There are other ways of judging a society and those who govern it. When Gordon Brown delivered his budget on Wednesday he gave an undertaking to increase spending on health by 7.4 per cent a year for the next five years.
To pay for it there's a tax increase of 3 pence in the pound. But Brown said the National Health Service defined "the character of our country".
Even critics gave him credit for straight talking; and Labour's allies in the trade unions praised him for responding to the demands of need, not greed.
Our health service defines the character of Irish society. But the straight talk from the Fianna Fáil-Progressive Democrat Government has been a complaint by Charlie McCreevy about what it costs.
Never mind the fact that McCreevy himself eroded the tax base by giveaways to property speculators, for-profit hospital services for high earners and reductions of capital and corporation taxes.
So revenue here amounted to 34 per cent of GDP last year compared with 40 per cent 10 years ago and an average of 47 per cent in the European Union.
McCreevy has his defenders: Shane Coleman argues in the Sunday Tribune that it isn't true he's on the side of the rich; his cabinet colleague Dermot Ahern and Dan McLaughlin of the Bank of Ireland take issue in these columns with the Combat Poverty Agency's statistics and definitions.
McLaughlin insists that tax cuts are not a give-away - "the State is merely allowing workers to keep more of their income. Furthermore no tax system on earth can give a person on low income more in tax reductions than someone on a higher income."
But budgets and the tax system are the means by which services are paid for. They are the means by which wealth is redistributed. They, like our health services, define the character of our country.

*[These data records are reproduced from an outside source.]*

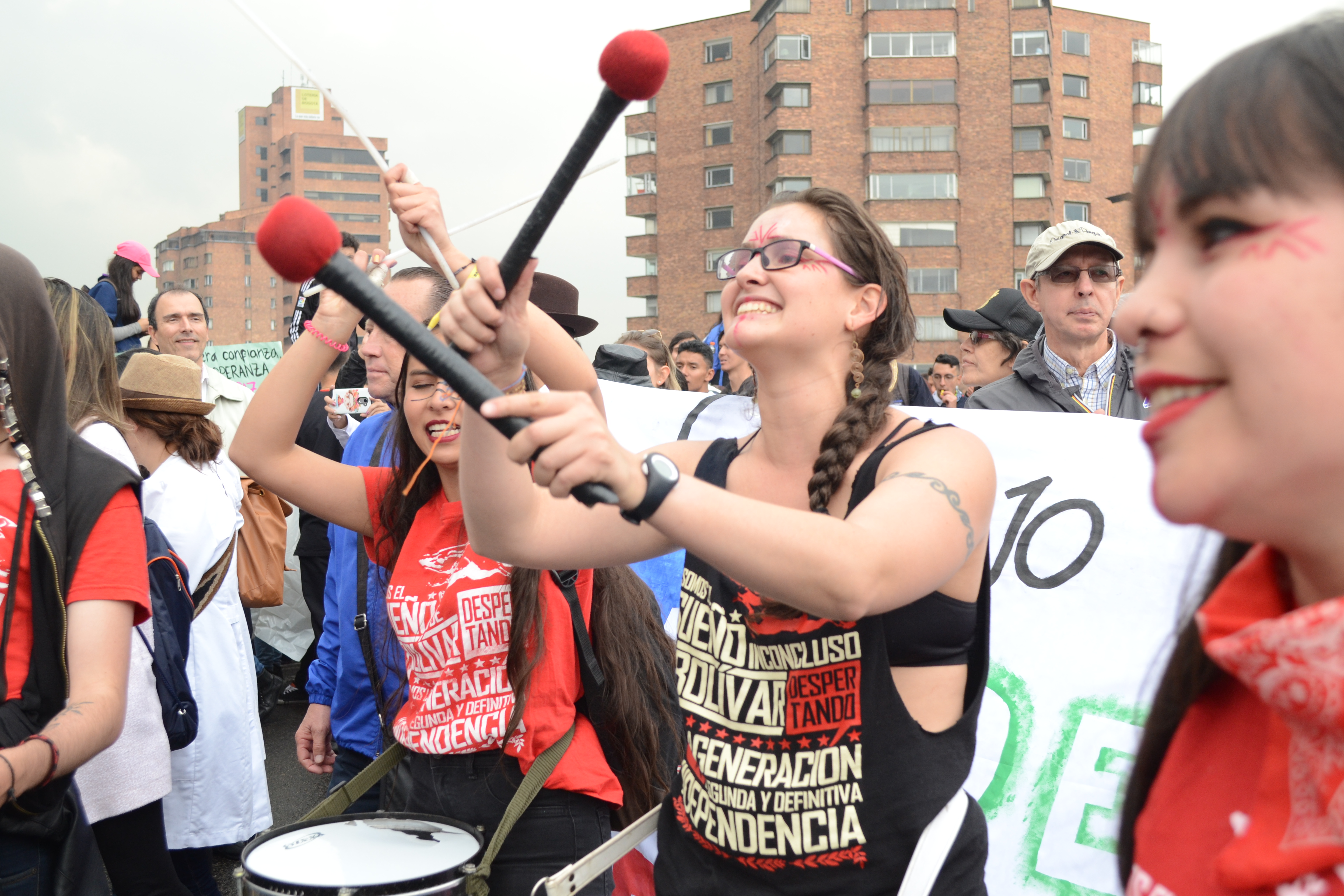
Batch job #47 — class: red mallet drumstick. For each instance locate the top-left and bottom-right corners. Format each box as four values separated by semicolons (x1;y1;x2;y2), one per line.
257;196;617;506
497;31;669;289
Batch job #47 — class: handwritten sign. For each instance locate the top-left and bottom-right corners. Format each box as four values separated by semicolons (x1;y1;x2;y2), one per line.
202;342;281;392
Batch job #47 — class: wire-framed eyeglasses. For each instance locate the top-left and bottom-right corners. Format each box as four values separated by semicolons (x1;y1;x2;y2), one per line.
714;239;858;279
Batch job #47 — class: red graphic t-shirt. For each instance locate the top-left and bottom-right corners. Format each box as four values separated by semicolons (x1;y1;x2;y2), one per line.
0;470;149;700
362;468;624;806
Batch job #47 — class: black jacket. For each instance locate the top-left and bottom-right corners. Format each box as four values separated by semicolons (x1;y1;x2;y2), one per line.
966;335;1148;421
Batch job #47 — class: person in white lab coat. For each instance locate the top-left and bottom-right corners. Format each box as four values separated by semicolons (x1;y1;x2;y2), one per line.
121;353;272;896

We owe much to the leaders and public servants of the late 1950s and 1960s who laid the foundation for the prosperity we now enjoy. What they, with a few exceptions, did not debate was the kind of society we wanted to become, once economic development had been achieved and we had finally taken our place in the modern world.
The question for the electorate still remains: what kind of country do we want it to be?